1. The Legendary Pink Dots - Neon Mariners (fragment)
2. The Sisters of Mercy - Lucretia My Reflection
3. Lacrimosa - Halt Mich
4. Deine Lakaien - The Game
5. Galahad - Julie Anne
6. Fish - Vigil
7. Collage - Living In The Moonlight
8. Closterkeller - Violette
9. Abraxas - Pokuszenie
10. Marillion - Sugar Mice
11. Jethro Tull - Living In The Past
12. Cockney Rebel - Sebastian
13. The Alan Parsons Project - Ammonia Avenue
14. Camel - Stationary Traveller
 
skład:
Różni wykonawcy
Album w ocenie czytelników:
Oceń album:

Pokaż szczegóły oceny
Beznadziejny album, nie da się go nawet wysłuchać.
,3
Istnieją gorsze, ale i przez ten ciężko przebrnąć do końca.
,0
Album słaby, nie broni się jako całość.
,1
Nieco poniżej przeciętnej, dla wielbicieli gatunku.
,0
Album jakich wiele, poprawny.
,0
Dobra, godna uwagi produkcja.
,0
Więcej niż dobry, zasługujący na uwagę album.
,0
Bardzo dobra pozycja, mocno polecana.
,1
Absolutnie wspaniały i porywający album.
,0
Arcydzieło.
,3

Łącznie 8, ocena: Dobra, godna uwagi produkcja.
 
 
Brak oceny
Ocena: * Bez oceny
16.10.2015
(Recenzent)

Various Artists — Tomasz Beksiński - In Memoriam

„Tomek umarł? Taka tragedia… My oglądamy „Titanica”. To też była tragedia” – znajomi Beksińskich na wieść o śmierci Tomka.

Ten tekst miał powstać już dawno temu, nawet zaczął się pisać. Miał być o sanockim festiwalu „Love Never Dies” poświęconym pamięci Tomasza Beksińskiego, a odkopałem go  i przerobiłem przy okazji wydania płyty „Tomasz Beksiński – In Memoriam”.  Teraz przypomniałem sobie o tym nieszczęściu wydawniczym  i postanowiłem „dać mu odpór”, bo coraz głośniej o filmie pod tytułem „Ostatnia rodzina”, poświęconym przede wszystkim obu panom Beksińskim. Na razie widać na zdjęciach, że Dawid Ogrodnik wygląda dokładnie  jak Tomek Beksiński, jest tylko nieco bardziej przy kości, a Andrzej Seweryn (co oni mu z nosem zrobili) wcale nie wygląda jak Zdzisław Beksiński. Ciekawe jaki to będzie film, czy tak „dobry” jak „In Memoriam”? Mocno się tego boję.

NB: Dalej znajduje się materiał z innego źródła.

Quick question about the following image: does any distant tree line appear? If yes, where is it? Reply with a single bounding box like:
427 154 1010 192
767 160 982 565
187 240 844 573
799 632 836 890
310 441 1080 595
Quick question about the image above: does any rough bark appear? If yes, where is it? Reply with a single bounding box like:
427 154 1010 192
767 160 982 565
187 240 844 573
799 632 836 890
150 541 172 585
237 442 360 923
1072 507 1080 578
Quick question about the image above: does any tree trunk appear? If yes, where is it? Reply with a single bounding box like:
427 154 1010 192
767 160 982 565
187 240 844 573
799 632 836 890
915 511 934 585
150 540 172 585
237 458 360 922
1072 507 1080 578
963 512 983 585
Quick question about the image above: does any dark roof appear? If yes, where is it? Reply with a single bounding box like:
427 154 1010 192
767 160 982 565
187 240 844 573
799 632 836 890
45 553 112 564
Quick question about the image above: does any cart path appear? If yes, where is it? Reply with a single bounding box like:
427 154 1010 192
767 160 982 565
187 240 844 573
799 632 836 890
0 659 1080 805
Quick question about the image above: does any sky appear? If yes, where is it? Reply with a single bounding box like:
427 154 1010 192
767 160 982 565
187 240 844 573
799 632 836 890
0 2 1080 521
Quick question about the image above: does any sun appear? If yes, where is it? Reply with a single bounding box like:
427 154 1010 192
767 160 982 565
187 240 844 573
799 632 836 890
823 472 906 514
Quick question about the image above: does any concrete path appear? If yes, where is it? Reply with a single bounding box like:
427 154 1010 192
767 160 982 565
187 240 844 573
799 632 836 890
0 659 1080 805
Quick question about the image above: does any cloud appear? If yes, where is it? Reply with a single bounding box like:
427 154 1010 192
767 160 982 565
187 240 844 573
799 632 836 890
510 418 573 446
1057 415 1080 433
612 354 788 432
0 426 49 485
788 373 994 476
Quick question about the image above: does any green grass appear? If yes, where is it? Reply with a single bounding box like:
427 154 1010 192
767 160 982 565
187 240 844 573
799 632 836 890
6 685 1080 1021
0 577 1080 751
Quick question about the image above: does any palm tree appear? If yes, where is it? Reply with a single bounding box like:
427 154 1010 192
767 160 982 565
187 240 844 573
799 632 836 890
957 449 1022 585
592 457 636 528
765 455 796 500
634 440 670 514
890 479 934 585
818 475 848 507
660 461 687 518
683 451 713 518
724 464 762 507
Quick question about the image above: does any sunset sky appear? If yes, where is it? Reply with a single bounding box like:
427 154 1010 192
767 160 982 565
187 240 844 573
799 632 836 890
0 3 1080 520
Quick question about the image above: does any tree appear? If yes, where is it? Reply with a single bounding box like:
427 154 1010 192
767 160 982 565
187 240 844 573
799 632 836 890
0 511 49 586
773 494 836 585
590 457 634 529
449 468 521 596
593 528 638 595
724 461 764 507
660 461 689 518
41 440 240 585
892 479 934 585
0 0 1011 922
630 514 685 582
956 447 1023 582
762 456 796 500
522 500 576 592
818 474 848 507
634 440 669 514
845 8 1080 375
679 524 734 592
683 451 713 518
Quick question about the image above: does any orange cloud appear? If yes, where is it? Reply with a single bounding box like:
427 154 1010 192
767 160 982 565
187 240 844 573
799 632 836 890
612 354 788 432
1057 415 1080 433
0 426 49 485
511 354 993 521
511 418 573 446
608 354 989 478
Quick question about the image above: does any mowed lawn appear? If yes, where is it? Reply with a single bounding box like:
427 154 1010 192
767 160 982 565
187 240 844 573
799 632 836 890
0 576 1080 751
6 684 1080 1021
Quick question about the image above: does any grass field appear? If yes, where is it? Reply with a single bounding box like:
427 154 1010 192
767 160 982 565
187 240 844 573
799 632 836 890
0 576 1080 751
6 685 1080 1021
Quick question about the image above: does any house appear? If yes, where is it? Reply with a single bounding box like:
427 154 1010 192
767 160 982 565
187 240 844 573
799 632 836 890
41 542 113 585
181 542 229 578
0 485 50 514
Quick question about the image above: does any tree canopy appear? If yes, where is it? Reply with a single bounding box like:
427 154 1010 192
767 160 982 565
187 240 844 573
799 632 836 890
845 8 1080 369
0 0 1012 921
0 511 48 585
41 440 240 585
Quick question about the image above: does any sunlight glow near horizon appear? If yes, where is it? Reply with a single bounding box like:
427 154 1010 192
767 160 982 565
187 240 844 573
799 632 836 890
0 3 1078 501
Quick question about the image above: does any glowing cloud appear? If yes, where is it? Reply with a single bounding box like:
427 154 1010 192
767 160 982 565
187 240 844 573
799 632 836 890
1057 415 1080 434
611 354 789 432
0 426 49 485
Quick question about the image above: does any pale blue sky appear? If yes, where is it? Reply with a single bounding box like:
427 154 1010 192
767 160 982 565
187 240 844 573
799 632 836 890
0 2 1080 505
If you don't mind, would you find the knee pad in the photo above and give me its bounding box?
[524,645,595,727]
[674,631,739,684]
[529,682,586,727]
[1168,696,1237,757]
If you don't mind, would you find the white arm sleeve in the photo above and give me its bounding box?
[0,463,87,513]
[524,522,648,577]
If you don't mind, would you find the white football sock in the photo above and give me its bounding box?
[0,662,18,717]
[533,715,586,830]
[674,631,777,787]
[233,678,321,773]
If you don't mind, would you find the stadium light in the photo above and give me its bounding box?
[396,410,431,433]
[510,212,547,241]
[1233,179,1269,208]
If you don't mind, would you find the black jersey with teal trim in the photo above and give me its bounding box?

Miałem szczerą ochotę coś napisać o tamtym festiwalu. Skrobnąłem kilka stron i jakoś pogubiłem się w wątkach, wydarzeniach i koncertach. Najlepiej pamiętam Tyldę Ciołkosz jak wraz Quidam wymiatali na koncercie „Red” King Crimson, Decoy z Fading Colours, która na wrzaski o następny bis skwitowała – „Słuchajcie, to był nasz najdłuższy koncert w karierze” i wieczorny, sanocki rynek, gdzie z głośników na urzędzie miejskim dobiegała muzyka Jethro Tull, Roxy Music, Cockney Rebel  tym podobnych ulubieńców Tomka Beksińskiego (mieszkańcy okolicznych budynków musieli cierpieć niewysłowione katusze z tego powodu…). No i ta powyższa anegdota, przytoczona przez Grzegorza Gajewskiego w czasie spotkania w Sanockim Domu Kultury.

Pisałem, pisałem, wspominałem. Gdzieś po drodze coraz więcej wspominałem, a coraz mniej pisałem, potem już tylko wspominałem, a pisać mi się odechciało.

Na tyle go znałem, że mogę się domyślać,  że to całe zamieszanie wokół swojej osoby potraktowałby z … co najmniej z dużą rezerwą. Człowiek, który unikał wszelkich takich okolicznościówek i tym podobnych akademii „ku czci” jak diabeł święconej wody (nawet autografy dawał baaaardzo niechętnie), stał się bohaterem takiej imprezy. Przewrotność losu. No cóż, Redaktor, jesteś teraz dobrem kultury narodowej. Nie ma przebacz. Trzeba było żyć, to by Cię to ominęło.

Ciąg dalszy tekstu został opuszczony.